PhotobucketFarrah* was already a famous face - thanks to the iconic poster you see at left** - when she was signed to the series that would make her a household name. Although she only appeared regularly as Jill Munroe in the first season of Charlie's Angels she'd made such an indelible mark in such a short time that even after being replaced by Cheryl Ladd producers Aaron Spelling and Leonard Goldberg couldn't divest themselves of her magic entirely; they made Ladd's character, Kris, Jill's sister. Following her departure, Farrah made six highly rated guest appearances in seasons three and four as part of her contract settlement.

A series of critical flops followed, so she did the most audacious thing possible... She went to New York, where she appeared Off Broadway in the play Extremities, written by William Mastrosimone, following Susan Sarandon into the role of a would-be rape victim who turns the tables on her attacker. This kind of thing is almost de rigeur today when resuscitating a flagging career, but at the time had been seldom tried - and I dare say never by a 'mere' TV star.

Farrah then turned in an Emmy Award nominated performance in the TV movie The Burning Bed, and followed that with a television version of Extremities; she would also portray Nazi hunter Beate Klarsfeld, Life Magazine photojournalist Margaret Bourke-White, Woolworth heiress Barbara Hutton in Poor Little Rich Girl: The Barbara Hutton Story, and convicted murderer Diane Downs in the miniseries Small Sacrifices.

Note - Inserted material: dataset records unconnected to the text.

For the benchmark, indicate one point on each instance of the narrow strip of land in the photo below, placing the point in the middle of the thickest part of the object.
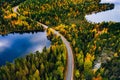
(70, 59)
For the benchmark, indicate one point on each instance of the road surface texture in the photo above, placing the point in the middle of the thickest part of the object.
(70, 59)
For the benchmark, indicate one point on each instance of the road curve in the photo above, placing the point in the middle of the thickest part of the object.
(70, 59)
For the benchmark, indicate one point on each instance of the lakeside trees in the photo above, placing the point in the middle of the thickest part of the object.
(87, 40)
(48, 65)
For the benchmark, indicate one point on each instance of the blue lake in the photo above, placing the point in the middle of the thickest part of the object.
(18, 45)
(106, 16)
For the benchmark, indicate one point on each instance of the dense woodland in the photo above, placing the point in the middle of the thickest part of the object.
(88, 41)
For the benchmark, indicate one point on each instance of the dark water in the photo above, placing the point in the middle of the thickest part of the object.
(17, 45)
(106, 16)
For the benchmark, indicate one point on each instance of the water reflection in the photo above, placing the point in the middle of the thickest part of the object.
(18, 45)
(110, 15)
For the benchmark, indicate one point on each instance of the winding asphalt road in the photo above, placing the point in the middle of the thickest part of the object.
(70, 59)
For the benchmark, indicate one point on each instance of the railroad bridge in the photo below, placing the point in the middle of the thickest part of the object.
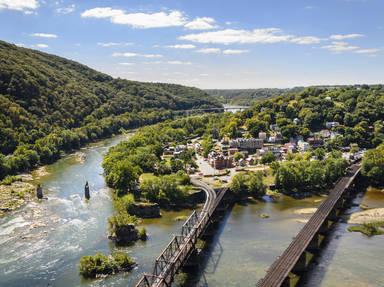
(288, 267)
(181, 247)
(295, 260)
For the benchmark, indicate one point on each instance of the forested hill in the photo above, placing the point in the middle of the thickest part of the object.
(247, 96)
(49, 104)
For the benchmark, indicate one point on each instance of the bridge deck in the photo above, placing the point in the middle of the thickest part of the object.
(280, 269)
(180, 247)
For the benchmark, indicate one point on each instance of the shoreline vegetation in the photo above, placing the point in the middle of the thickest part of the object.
(100, 265)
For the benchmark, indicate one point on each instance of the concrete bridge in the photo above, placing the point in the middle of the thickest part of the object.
(177, 252)
(288, 267)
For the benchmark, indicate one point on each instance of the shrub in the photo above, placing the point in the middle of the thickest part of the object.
(100, 264)
(143, 234)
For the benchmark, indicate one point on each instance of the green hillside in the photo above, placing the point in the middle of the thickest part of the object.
(247, 96)
(49, 104)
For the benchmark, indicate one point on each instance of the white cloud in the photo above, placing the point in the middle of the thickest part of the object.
(234, 52)
(113, 44)
(66, 10)
(345, 36)
(152, 63)
(19, 5)
(368, 51)
(137, 20)
(131, 55)
(127, 64)
(262, 36)
(340, 47)
(41, 46)
(201, 23)
(209, 51)
(182, 46)
(179, 63)
(44, 35)
(306, 40)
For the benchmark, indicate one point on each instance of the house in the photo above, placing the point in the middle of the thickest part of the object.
(168, 151)
(219, 161)
(272, 139)
(315, 142)
(289, 147)
(274, 127)
(302, 145)
(325, 133)
(180, 148)
(263, 136)
(250, 144)
(279, 136)
(242, 162)
(232, 151)
(330, 125)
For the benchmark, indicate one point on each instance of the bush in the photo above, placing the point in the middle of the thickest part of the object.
(10, 179)
(143, 234)
(100, 264)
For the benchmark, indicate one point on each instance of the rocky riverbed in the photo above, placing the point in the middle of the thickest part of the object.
(15, 195)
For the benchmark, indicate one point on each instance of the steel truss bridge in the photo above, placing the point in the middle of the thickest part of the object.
(288, 267)
(177, 252)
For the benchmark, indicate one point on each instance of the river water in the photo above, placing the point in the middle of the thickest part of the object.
(41, 244)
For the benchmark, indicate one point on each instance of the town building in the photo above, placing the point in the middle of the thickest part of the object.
(250, 144)
(315, 142)
(325, 133)
(330, 125)
(263, 136)
(302, 145)
(219, 161)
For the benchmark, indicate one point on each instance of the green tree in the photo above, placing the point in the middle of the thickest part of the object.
(268, 157)
(123, 176)
(373, 165)
(256, 185)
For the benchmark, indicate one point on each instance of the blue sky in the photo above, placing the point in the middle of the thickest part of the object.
(211, 43)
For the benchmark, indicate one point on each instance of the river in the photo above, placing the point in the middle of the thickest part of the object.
(41, 243)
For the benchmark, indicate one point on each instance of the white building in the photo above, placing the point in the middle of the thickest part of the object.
(263, 136)
(303, 146)
(330, 125)
(246, 144)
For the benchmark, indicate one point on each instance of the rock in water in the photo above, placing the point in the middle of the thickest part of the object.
(86, 191)
(39, 192)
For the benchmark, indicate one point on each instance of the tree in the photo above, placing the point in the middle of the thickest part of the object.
(373, 165)
(255, 184)
(207, 145)
(268, 157)
(238, 156)
(123, 176)
(319, 153)
(239, 184)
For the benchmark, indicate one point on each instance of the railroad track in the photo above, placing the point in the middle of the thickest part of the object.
(181, 246)
(280, 269)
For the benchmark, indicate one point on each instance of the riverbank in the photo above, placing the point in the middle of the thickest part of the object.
(16, 194)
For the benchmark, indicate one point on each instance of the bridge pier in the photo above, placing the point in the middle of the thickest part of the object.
(301, 264)
(315, 244)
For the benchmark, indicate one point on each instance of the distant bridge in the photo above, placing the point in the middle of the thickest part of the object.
(285, 271)
(177, 252)
(224, 109)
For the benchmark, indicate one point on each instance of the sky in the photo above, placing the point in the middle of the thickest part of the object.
(209, 43)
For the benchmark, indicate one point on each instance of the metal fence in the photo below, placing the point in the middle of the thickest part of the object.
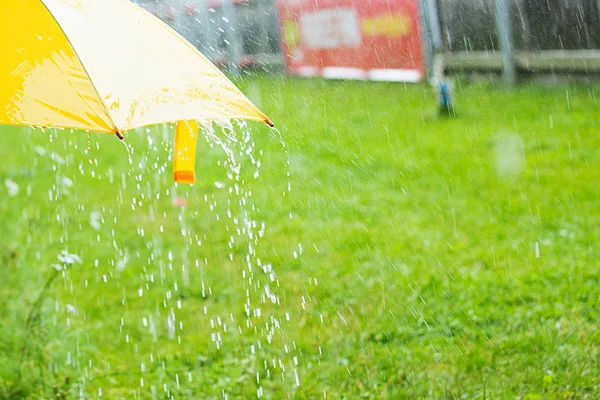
(545, 35)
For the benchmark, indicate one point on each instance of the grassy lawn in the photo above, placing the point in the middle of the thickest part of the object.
(414, 257)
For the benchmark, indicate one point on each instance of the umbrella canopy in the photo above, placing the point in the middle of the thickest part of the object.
(108, 66)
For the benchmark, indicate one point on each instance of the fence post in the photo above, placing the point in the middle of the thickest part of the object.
(432, 40)
(506, 43)
(234, 49)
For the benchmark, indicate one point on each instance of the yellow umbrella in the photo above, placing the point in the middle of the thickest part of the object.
(109, 66)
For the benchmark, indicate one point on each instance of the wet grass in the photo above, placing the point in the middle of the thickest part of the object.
(441, 257)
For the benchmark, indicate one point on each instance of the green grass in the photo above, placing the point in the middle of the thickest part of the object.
(441, 257)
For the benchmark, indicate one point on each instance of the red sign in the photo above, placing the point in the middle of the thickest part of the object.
(353, 39)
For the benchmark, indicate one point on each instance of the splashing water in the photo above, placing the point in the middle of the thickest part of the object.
(194, 263)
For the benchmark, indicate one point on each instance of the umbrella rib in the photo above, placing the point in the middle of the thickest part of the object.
(116, 129)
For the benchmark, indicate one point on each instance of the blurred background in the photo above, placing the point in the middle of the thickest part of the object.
(422, 223)
(306, 37)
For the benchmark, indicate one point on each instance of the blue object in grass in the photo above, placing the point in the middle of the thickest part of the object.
(445, 100)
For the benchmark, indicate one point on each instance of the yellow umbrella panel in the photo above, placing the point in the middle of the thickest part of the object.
(109, 66)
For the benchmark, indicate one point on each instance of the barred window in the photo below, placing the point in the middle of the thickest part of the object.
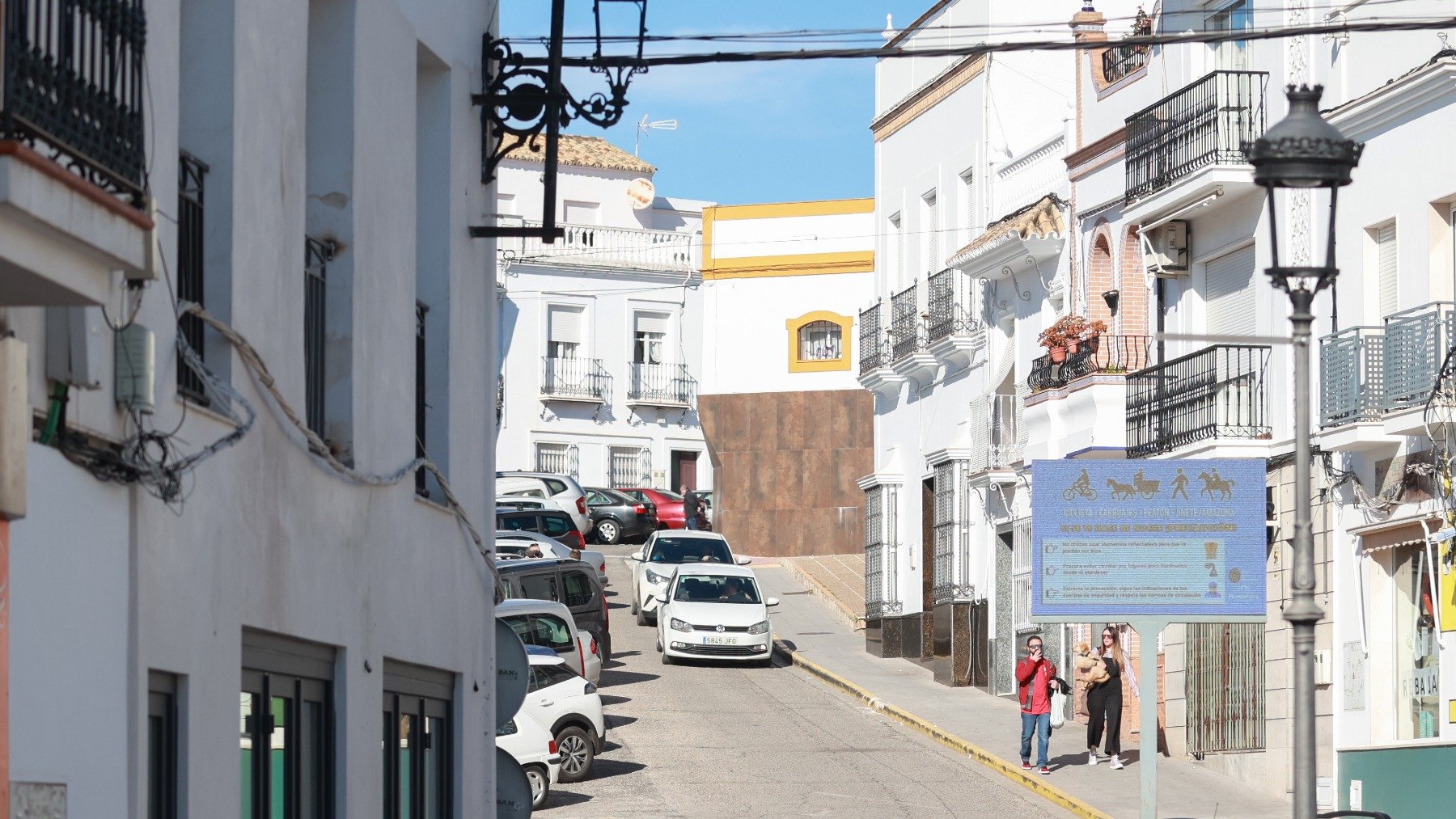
(822, 340)
(1021, 573)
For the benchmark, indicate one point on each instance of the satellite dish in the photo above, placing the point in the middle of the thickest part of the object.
(511, 673)
(513, 790)
(641, 194)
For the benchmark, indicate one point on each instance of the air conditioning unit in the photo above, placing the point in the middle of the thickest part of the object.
(1165, 249)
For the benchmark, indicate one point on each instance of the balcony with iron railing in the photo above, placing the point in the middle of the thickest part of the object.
(575, 380)
(1200, 125)
(1352, 377)
(660, 384)
(1216, 393)
(997, 434)
(1121, 60)
(597, 246)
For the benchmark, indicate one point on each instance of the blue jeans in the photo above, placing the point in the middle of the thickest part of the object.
(1041, 724)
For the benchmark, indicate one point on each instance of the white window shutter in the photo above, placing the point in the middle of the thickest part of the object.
(1230, 294)
(1388, 271)
(564, 325)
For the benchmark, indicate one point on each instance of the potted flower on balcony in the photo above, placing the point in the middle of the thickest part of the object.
(1062, 336)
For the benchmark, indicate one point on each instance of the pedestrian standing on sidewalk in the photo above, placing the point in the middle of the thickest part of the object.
(1035, 678)
(691, 504)
(1106, 702)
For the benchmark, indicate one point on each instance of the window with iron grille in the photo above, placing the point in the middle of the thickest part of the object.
(822, 340)
(1021, 575)
(318, 253)
(944, 533)
(874, 553)
(551, 458)
(189, 272)
(421, 411)
(626, 466)
(1225, 687)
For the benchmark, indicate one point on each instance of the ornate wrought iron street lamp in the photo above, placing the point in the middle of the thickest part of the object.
(1303, 152)
(520, 99)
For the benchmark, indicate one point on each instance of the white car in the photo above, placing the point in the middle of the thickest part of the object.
(551, 626)
(516, 542)
(713, 611)
(560, 491)
(569, 709)
(536, 753)
(654, 564)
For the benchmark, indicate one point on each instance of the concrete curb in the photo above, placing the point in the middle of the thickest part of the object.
(1014, 773)
(855, 622)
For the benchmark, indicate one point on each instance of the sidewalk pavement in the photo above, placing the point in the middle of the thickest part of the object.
(988, 728)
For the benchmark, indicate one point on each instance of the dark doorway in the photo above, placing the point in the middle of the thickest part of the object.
(684, 469)
(928, 569)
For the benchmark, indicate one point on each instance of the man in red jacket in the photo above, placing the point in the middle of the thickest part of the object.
(1035, 677)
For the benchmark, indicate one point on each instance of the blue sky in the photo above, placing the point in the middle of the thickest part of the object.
(747, 133)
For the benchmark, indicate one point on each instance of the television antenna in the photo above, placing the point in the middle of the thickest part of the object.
(645, 125)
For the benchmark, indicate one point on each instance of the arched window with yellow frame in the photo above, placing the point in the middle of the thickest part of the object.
(819, 342)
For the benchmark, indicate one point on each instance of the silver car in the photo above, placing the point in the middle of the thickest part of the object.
(560, 491)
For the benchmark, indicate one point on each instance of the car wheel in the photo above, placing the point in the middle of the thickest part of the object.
(575, 754)
(540, 784)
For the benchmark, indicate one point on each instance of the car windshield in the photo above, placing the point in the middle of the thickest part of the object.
(715, 588)
(691, 551)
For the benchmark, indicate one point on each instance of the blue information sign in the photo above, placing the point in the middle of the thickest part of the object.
(1114, 540)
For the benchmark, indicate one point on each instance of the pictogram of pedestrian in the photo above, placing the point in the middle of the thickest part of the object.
(1179, 485)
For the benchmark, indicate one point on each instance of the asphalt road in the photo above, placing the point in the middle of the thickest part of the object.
(713, 739)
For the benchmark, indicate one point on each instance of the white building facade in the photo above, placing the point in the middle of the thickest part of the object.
(600, 336)
(970, 205)
(222, 572)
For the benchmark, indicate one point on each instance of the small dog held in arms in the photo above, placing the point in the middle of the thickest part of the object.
(1090, 664)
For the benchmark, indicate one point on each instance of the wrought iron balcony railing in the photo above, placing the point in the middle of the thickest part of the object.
(574, 378)
(1110, 355)
(1416, 344)
(953, 306)
(662, 384)
(904, 322)
(874, 348)
(997, 434)
(1201, 124)
(1219, 391)
(1121, 60)
(1352, 376)
(73, 87)
(590, 245)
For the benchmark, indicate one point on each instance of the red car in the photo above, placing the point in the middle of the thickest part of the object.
(669, 505)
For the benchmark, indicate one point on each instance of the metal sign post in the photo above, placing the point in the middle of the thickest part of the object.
(1148, 543)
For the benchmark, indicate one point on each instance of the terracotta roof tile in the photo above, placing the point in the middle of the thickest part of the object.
(582, 152)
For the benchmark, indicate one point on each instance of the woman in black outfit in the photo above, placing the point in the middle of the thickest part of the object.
(1106, 702)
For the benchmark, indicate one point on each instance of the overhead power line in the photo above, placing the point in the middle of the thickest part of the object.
(882, 53)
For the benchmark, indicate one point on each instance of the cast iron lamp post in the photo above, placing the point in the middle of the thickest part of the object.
(1303, 150)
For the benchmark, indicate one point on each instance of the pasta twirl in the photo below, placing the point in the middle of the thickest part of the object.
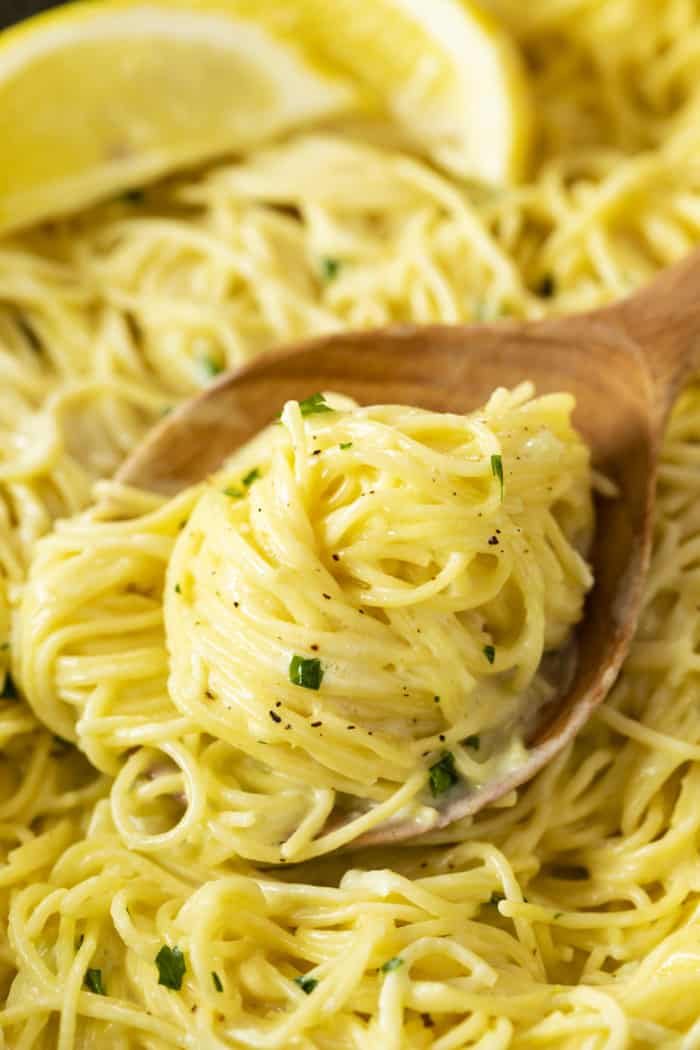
(567, 918)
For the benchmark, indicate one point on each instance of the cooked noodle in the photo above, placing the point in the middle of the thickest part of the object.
(567, 917)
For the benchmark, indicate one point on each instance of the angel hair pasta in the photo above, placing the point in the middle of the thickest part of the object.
(566, 918)
(353, 613)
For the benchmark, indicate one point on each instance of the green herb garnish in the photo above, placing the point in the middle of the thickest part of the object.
(306, 984)
(308, 673)
(171, 967)
(496, 470)
(9, 689)
(210, 365)
(330, 268)
(312, 405)
(92, 982)
(443, 774)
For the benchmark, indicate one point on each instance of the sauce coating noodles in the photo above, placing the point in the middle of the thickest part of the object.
(566, 918)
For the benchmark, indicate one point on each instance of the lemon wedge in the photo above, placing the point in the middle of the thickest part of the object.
(97, 98)
(447, 70)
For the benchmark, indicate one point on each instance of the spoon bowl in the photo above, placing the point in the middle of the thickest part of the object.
(623, 363)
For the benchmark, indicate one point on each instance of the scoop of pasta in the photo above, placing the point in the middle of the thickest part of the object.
(360, 602)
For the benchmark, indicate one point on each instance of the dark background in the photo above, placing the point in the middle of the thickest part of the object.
(13, 11)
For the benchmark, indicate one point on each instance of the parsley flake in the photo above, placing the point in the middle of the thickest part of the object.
(92, 982)
(210, 365)
(314, 404)
(496, 470)
(443, 774)
(171, 967)
(306, 984)
(330, 268)
(308, 673)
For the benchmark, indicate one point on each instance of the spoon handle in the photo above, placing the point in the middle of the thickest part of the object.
(663, 322)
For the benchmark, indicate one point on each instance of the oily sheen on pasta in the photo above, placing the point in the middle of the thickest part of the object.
(565, 919)
(363, 590)
(338, 628)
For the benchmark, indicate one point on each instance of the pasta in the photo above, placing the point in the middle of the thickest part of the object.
(181, 650)
(566, 917)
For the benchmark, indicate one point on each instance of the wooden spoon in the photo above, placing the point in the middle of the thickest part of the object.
(624, 364)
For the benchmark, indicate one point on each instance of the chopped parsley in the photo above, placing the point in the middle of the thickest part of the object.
(306, 984)
(443, 774)
(308, 673)
(314, 404)
(9, 689)
(92, 982)
(496, 470)
(211, 365)
(171, 967)
(330, 268)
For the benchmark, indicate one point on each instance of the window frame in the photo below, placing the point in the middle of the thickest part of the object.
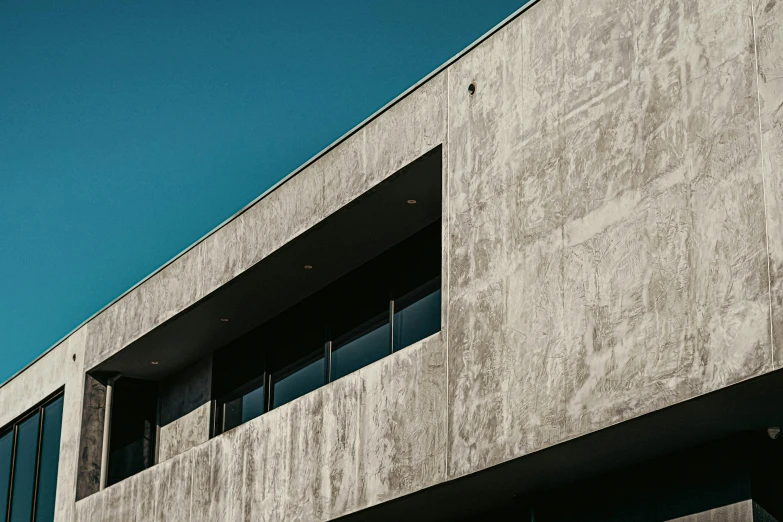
(13, 427)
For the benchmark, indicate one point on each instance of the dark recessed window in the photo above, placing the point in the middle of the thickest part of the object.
(297, 382)
(6, 457)
(384, 305)
(417, 316)
(29, 457)
(133, 428)
(366, 345)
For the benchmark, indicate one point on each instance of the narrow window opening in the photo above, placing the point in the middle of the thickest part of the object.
(133, 428)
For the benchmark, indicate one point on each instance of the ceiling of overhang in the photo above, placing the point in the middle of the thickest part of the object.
(351, 236)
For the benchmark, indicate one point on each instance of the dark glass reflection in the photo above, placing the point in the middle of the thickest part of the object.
(50, 458)
(133, 427)
(244, 408)
(6, 453)
(417, 321)
(24, 470)
(298, 383)
(361, 351)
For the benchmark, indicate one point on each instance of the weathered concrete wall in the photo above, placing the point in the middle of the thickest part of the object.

Having always turned down the chance to pose nude in her 20s and 30s, at the ages of 48 and 50 Farrah appeared in Playboy, the former pictorial being responsible for the magazine's best-selling issue of the 1990s; not even a goofy, rambling appearance on The Late Show with David Letterman in June 1997 did much to diminish her appeal amongst her real fans - at least judging by the supportive crowd reaction! - who giggled along with her as she repeatedly stymied the curmudgeonly Letterman.

On a personal note, it's been interesting to me to observe how much fan attention she's been getting - especially during the last year of her life - from gay men. For someone supposedly all about sex appeal, what appeal could she have had apart from sex***? The secret, I think, is in how she triumphed over the attitudes that had once sought to belittle her; she was fearless, clearly - a quality much on display throughout her final illness, during which she confronted her considerable travails and fought back with everything at her disposal. In both Chasing Farrah and on Farrah's Story she did what she had always done - raised awareness of an important issue which was too little talked about - almost to her dying breath.

If I may be so bold as to paraphrase Charles Townsend at the close of each of those silly, golden episodes: Goodbye Angel...

*I simply cannot stand on formality and call one of the foremost icons of my childhood anything else right now.
**Which sold as many as 12 million copies, earning her more in royalties than her salary from
Charlie's Angels!
***Aside from great hair, that is.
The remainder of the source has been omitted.